Like most of my adventures, this one began with me making a stupid mistake. Of course, I didn't think it was a mistake at the time - I thought I was being very smart. But that's not the way it worked out.
My first disk, /dev/sda, is a 320GB drive dedicated to MS Windows. The original partition table looked like this in fdisk:
bash# fdisk -l /dev/sda Disk /dev/sda: 320.0 GB, 320072933376 bytes 255 heads, 63 sectors/track, 38913 cylinders Units = cylinders of 16065 * 512 = 8225280 bytes Disk identifier: 0x0002a4e7 Device Boot Start End Blocks Id System /dev/sda1 1 25497 204800000 7 HPFS/NTFS /dev/sda2 * 25497 38913 107767648+ 7 HPFS/NTFS
Windows Server 2008 occupies the 200GB sda1 partition. sda2 is for Windows 7.
I needed about 10GB to do some Windows XP experiments. Not a lot of space but I wanted a clean drive. So I cloned sda1 to a file on my linux drive (sdb) using ntfsclone and deleted the partition. That freed 200GB for my experiments which is way more than I needed. But I don't want Windows XP to see my Win7 installation on sda2 because Windows has a weird tendency to store its boot files on other partitions. So I deleted sda2. I don't need to backup sda2 because I'm not going to write any data there. All I need to do is record the original fdisk parameters so I can redefine the partition later. (This is the part where I thought I was being smart.)
Experiment completed, I redefined the partitions using fdisk by entering the values shown in the original fdisk output. I used ntfsclone to restore the Windows Server 2008 partition. No problem with sda1 but linux couldn't mount the NTFS filesystem in sda2. I tried the same thing a second time - still couldn't mount the partition. Tried a third time - still couldn't mount sda2. This doesn't make sense - I know all the data is still there, all I need to do is redefine the partition and the filesystem should be there. But I remembered someone telling me that the definition of Insanity is doing the same thing over and over again and expecting a different outcome. So maybe it is time to stop and think.

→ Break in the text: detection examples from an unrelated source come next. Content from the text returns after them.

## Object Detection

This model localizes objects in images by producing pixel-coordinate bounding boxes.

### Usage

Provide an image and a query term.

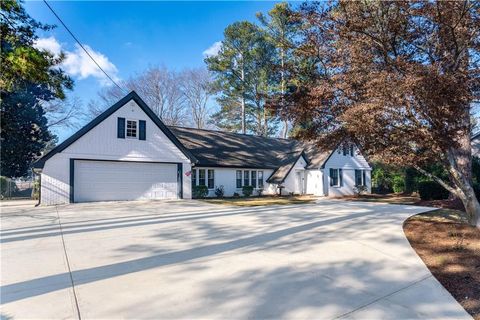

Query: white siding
[306,169,324,196]
[282,157,307,194]
[190,167,276,197]
[41,100,191,205]
[322,149,372,197]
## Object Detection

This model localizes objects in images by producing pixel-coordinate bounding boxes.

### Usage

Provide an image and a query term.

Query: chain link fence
[0,176,39,200]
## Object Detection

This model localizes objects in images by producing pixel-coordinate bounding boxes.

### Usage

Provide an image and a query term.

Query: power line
[43,0,125,92]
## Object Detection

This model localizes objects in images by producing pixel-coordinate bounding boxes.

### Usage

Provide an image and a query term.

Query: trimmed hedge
[418,181,450,200]
[192,186,208,198]
[393,176,405,193]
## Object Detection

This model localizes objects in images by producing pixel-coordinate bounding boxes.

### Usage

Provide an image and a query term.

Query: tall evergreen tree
[0,0,73,177]
[257,2,300,138]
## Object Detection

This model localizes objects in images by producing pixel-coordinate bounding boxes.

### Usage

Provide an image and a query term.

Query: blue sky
[25,1,282,141]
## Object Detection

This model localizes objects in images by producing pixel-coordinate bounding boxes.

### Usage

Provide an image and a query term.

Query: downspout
[32,169,42,207]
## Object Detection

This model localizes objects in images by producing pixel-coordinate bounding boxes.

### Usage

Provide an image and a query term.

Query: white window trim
[235,169,267,190]
[205,169,215,190]
[192,167,216,190]
[125,119,140,139]
[328,168,343,188]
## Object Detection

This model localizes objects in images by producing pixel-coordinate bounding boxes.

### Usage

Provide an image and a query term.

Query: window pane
[330,169,338,187]
[208,170,215,189]
[198,169,206,186]
[251,171,257,188]
[237,170,242,189]
[127,120,137,138]
[355,170,362,186]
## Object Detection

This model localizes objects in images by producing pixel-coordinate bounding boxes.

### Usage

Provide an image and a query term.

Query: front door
[297,170,305,194]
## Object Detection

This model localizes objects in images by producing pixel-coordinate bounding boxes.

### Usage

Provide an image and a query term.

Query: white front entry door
[73,160,178,202]
[296,170,305,194]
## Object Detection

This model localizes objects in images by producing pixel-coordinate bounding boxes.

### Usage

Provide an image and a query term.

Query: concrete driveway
[1,200,470,319]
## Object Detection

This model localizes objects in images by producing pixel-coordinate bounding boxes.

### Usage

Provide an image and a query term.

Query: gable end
[33,91,197,169]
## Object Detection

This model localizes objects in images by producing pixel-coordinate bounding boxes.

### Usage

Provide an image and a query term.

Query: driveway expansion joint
[333,274,433,319]
[55,206,82,320]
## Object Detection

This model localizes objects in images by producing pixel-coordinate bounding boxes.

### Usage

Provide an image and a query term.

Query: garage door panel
[74,160,178,202]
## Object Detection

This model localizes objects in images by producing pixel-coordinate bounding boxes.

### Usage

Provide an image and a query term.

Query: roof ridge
[167,125,300,142]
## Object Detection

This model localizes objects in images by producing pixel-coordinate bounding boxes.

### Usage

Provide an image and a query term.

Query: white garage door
[73,160,178,202]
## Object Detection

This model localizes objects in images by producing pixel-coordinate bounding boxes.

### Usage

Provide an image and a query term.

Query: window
[258,171,263,189]
[127,120,138,138]
[236,170,242,189]
[198,169,206,186]
[251,170,257,188]
[330,169,343,187]
[208,170,215,189]
[192,169,197,188]
[243,170,250,186]
[355,170,364,186]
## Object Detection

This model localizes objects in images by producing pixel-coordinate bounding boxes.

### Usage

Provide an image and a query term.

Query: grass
[202,196,317,207]
[403,209,480,320]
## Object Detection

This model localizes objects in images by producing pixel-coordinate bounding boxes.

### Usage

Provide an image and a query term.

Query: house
[472,132,480,158]
[34,92,371,205]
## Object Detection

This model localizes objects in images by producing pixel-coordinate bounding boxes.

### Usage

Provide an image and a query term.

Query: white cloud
[34,37,62,55]
[203,41,222,57]
[35,37,119,85]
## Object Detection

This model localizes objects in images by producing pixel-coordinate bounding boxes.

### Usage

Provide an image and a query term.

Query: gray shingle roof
[169,126,331,183]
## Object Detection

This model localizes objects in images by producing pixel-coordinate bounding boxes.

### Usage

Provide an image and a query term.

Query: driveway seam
[55,206,82,320]
[333,274,433,319]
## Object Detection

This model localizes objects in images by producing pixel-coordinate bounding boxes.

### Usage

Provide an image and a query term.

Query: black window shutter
[139,120,147,140]
[117,118,125,139]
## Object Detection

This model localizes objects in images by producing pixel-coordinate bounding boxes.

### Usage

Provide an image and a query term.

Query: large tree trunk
[447,148,480,228]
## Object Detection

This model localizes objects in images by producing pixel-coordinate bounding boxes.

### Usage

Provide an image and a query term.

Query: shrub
[192,186,208,198]
[353,185,367,196]
[215,186,225,198]
[242,186,253,197]
[392,176,405,193]
[0,176,18,199]
[418,181,450,200]
[32,179,40,200]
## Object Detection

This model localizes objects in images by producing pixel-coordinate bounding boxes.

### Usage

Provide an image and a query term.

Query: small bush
[242,186,253,197]
[192,186,208,199]
[392,176,405,193]
[353,186,367,197]
[0,176,18,199]
[215,186,225,198]
[32,179,40,200]
[418,181,450,200]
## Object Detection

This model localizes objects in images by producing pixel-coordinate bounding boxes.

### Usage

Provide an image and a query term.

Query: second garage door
[74,160,179,202]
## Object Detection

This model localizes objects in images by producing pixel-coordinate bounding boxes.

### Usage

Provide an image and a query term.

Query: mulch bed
[415,199,465,211]
[403,215,480,320]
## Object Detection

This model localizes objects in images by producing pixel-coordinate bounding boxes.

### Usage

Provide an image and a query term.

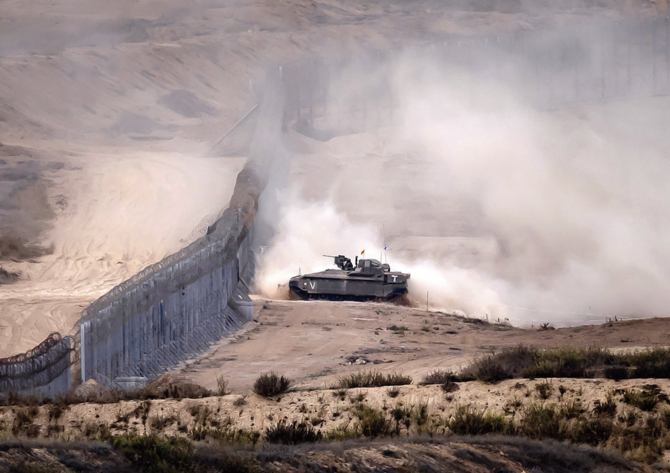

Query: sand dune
[0,152,244,357]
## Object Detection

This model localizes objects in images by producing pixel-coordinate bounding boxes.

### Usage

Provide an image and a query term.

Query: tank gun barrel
[323,255,354,271]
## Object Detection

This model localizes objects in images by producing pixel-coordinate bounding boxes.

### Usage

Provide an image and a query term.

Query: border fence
[0,332,76,399]
[0,18,670,397]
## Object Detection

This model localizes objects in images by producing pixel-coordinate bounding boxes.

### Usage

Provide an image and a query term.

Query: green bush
[593,394,616,417]
[265,420,323,445]
[448,406,508,435]
[112,434,195,473]
[419,370,457,385]
[337,371,412,389]
[570,418,614,447]
[519,404,564,440]
[253,372,291,397]
[354,405,391,437]
[623,389,658,411]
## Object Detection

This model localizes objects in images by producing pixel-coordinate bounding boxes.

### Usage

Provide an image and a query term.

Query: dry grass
[253,373,291,397]
[336,371,412,389]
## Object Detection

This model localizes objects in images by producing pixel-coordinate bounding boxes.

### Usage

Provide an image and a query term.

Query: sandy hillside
[175,300,670,392]
[0,0,653,356]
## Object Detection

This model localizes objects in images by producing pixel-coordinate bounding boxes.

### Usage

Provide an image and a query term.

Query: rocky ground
[175,298,670,392]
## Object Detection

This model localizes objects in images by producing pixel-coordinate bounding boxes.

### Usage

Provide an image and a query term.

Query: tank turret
[289,255,410,301]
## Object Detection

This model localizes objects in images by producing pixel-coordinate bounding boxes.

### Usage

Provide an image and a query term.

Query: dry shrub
[440,379,461,394]
[216,375,230,396]
[535,381,554,400]
[419,370,456,385]
[448,406,508,435]
[149,415,177,432]
[623,389,658,411]
[265,420,323,445]
[12,406,40,438]
[254,372,291,397]
[386,387,400,399]
[137,374,212,399]
[603,365,629,381]
[233,396,247,407]
[354,404,391,437]
[593,393,616,417]
[337,371,412,389]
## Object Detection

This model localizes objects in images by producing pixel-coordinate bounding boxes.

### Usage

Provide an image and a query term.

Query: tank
[289,255,410,301]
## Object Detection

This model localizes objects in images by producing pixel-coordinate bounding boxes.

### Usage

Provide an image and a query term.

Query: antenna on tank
[382,225,389,263]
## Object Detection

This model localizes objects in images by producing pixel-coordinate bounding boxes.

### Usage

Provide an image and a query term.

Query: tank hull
[289,270,409,301]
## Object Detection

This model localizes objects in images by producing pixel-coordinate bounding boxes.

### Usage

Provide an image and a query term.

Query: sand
[0,0,652,357]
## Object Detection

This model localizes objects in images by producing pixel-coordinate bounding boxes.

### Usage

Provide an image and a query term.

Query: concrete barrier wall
[0,19,670,397]
[80,184,254,387]
[0,333,73,399]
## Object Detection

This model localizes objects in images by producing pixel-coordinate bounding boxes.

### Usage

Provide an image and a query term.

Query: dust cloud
[259,37,670,325]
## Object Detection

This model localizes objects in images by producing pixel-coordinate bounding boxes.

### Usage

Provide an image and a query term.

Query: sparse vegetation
[448,406,507,435]
[337,371,412,389]
[457,345,670,383]
[419,370,457,385]
[216,374,230,396]
[386,387,400,399]
[623,389,658,411]
[112,434,195,473]
[254,372,291,397]
[535,381,554,400]
[265,420,323,445]
[354,404,391,437]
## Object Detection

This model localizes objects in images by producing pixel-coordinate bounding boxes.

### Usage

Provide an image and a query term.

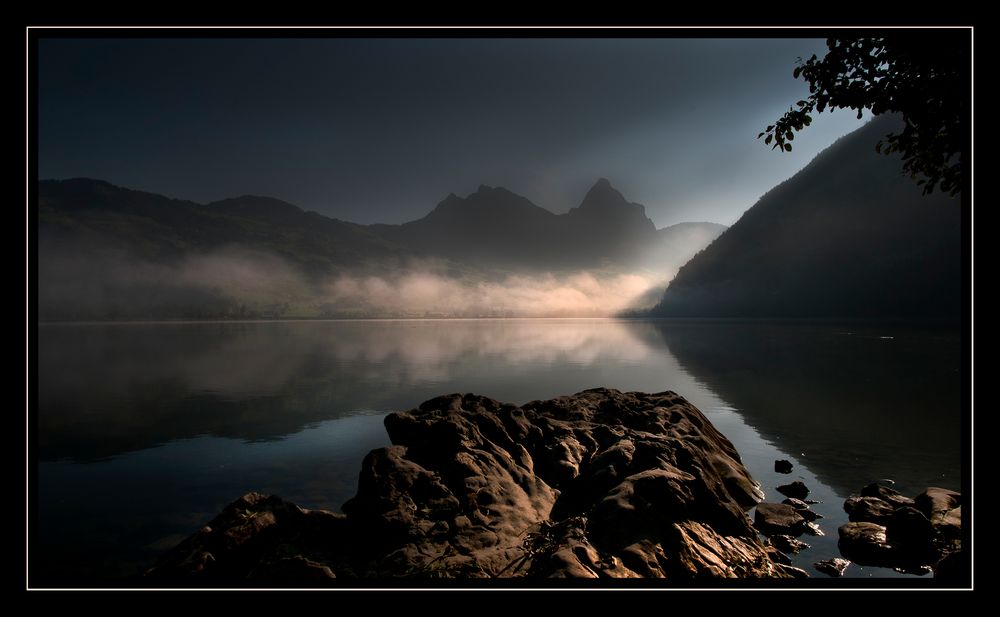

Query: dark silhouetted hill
[37,174,721,320]
[654,116,962,321]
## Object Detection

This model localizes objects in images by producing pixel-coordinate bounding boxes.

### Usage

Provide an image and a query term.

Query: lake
[35,319,967,587]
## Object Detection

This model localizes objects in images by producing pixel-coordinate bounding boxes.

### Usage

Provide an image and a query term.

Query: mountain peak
[580,178,630,210]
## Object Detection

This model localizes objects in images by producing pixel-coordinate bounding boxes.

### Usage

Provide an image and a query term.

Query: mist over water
[39,247,673,320]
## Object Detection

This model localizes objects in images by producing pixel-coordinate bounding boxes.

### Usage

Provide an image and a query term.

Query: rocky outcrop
[839,483,962,579]
[147,389,802,586]
[813,557,851,577]
[777,480,809,499]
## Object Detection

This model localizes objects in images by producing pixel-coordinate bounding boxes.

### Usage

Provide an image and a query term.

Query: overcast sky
[38,38,861,227]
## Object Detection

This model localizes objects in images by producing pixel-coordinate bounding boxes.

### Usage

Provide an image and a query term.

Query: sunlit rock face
[147,389,796,586]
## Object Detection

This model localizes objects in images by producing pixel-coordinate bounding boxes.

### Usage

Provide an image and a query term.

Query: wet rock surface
[813,557,851,577]
[146,389,792,586]
[776,480,809,499]
[774,459,792,473]
[838,483,967,580]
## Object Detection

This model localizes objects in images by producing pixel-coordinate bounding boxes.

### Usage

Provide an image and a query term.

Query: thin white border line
[25,24,974,30]
[24,26,975,592]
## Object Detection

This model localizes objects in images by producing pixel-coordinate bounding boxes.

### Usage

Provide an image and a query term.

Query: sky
[37,38,862,227]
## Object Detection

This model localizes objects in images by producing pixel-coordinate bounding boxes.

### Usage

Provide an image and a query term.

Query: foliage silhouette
[757,30,971,195]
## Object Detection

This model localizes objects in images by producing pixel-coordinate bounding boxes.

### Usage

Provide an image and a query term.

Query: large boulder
[754,503,806,536]
[840,483,965,580]
[147,389,803,585]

A few minutes of sober second thought revealed the problem: fdisk shows the start and end cylinder numbers, but each cylinder contains 16065 blocks. Did you notice that sda1 ends in the same cylinder that sda2 starts? That means that within cylinder 25497 there is a block, call it LAST_BLOCK_IN_SDA1 which is the last block in sda1. And later in the same cylinder there is another block which is FIRST_BLOCK_IN_SDA2. I don't know exactly where either of these blocks is located - could be any two of the more than sixteen thousand blocks. And the two blocks might not be right next to each other, there could be unused blocks between them. In fact, the original sda1 might not have started at the first block in cyclinder 1. In hindsight, fdisk might be a decent tool for quickly partitioning a disk, but it is a poor tool for partition backup and recovery. I need to find something better than fdisk ...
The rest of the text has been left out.